According to the Times (6 June), critics denounced the proposal as a ‘Marxist dream’. We don’t think Marx did dream of a basic income. What he had in mind was the abolition of the wages system and its replacement by ‘from each according to ability, to each according to need’. This would mean that, after cooperating to produce things and provide services, people would have free access, without having to pay, to what they needed to live and enjoy life.
The voters were asked to decide only on the principle of introducing an unconditional universal basic income without any mention of its level. However, its promoters such as BIEN Suisse did publicise a figure of 2,500 Swiss francs a month, or 30,000 a year, an amount just slightly above the poverty line in Switzerland.
In previous articles analysing Basic Income schemes we have always pointed out that this would result in a strong downward pressure on wage levels resulting eventually in a fall in wages. As we wrote when the Green Party included this measure in their manifesto for the 1987 general election:
‘If wage or salary earners are paid £100 a week by the government, they can use this income to maintain themselves; which means that the employer will be relieved of having to include an amount to cover this expenditure in the wage packet or salary cheque. Economic forces will therefore tend to ensure that wages and salaries fall to a level which, when added to Basic Income, will allow the employee to maintain him or herself. In other words, wages or salaries would become sufficient only to top up Basic Income to the economically determined level’ (Socialist Standard, September 1988).
The Swiss proposers of the scheme didn’t even bother to argue against this.

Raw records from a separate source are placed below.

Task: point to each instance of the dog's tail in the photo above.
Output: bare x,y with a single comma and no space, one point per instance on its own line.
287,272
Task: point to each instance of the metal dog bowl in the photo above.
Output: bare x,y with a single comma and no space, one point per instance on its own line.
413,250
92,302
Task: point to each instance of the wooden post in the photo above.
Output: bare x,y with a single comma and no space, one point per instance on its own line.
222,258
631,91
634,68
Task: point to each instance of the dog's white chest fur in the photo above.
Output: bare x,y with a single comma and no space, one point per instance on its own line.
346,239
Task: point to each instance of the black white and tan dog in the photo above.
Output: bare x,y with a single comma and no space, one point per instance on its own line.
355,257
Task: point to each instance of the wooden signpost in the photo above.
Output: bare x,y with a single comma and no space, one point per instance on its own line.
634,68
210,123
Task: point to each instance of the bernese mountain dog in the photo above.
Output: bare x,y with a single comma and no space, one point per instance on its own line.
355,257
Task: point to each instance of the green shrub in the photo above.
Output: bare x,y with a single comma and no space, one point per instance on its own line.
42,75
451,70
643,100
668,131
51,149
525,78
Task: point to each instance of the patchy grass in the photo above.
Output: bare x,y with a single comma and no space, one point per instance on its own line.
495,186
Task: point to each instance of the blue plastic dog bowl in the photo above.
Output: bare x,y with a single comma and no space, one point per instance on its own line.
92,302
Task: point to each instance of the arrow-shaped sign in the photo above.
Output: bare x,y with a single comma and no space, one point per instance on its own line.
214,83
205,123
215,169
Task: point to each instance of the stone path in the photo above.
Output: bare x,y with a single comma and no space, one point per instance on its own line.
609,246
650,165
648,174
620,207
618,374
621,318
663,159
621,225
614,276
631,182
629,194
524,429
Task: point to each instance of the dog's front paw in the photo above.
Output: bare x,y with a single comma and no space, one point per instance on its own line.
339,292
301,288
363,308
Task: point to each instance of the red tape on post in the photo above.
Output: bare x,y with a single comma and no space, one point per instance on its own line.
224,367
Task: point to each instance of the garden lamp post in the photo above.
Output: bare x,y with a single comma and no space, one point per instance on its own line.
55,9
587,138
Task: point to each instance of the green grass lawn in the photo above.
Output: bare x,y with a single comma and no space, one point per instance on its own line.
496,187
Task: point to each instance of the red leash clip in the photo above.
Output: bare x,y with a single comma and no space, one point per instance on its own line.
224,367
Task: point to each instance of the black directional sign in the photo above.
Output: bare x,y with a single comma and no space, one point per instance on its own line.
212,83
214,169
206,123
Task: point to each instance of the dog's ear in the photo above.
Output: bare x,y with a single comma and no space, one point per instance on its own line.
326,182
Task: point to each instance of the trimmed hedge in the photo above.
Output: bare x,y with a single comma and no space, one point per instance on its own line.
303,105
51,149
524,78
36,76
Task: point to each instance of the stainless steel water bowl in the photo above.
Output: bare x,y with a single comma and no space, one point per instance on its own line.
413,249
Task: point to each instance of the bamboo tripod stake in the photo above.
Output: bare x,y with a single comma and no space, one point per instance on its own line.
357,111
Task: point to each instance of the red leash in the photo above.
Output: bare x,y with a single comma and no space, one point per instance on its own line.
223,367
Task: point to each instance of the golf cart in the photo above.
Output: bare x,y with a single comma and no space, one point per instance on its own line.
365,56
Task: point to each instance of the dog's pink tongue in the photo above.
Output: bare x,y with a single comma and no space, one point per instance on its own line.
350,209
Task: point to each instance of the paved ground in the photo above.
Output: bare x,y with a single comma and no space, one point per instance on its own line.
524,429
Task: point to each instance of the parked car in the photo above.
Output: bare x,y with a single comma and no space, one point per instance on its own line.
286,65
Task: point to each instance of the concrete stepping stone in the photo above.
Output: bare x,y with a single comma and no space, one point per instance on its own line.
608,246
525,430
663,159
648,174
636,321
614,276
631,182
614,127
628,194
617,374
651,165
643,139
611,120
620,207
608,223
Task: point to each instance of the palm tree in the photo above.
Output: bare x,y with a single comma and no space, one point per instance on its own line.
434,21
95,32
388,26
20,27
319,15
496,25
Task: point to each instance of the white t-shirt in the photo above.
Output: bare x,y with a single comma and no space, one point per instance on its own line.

Not only did they accept it but they incorporated it into their scheme. In an article in French costing the scheme on the website of Génération RBI (Generation Unconditional Basic Income) they emphasised, with graphs and numerical examples, that everybody earning more than the poverty line would be no better off financially as, they said, their wages would be reduced by the amount of the Basic Income:
‘Wages are going to adapt themselves to become a complement to Basic Income. For example with an Unconditional Basic Income of 2,500 Swiss Francs, someone who at present gets 8000 Swiss francs from their employer will not get more than about 5,500 or so wages which will come to be added to their Basic Income’ (Link ).
So their total income would be the same, only under their scheme, instead of all of a worker’s total income coming from their employer, a part would come from the state and a part from their employer. This would not be a subsidy to employers (another danger of such schemes) as taxes on employers would be increased to pay for this. And of course a basic income equal to the poverty line is neither going to undermine the wages system nor break the link between work and consumption, as other supporters of such schemes have argued.
We commend them for their honesty and logic at the expense of the credibility and attractiveness of their scheme to reform capitalism.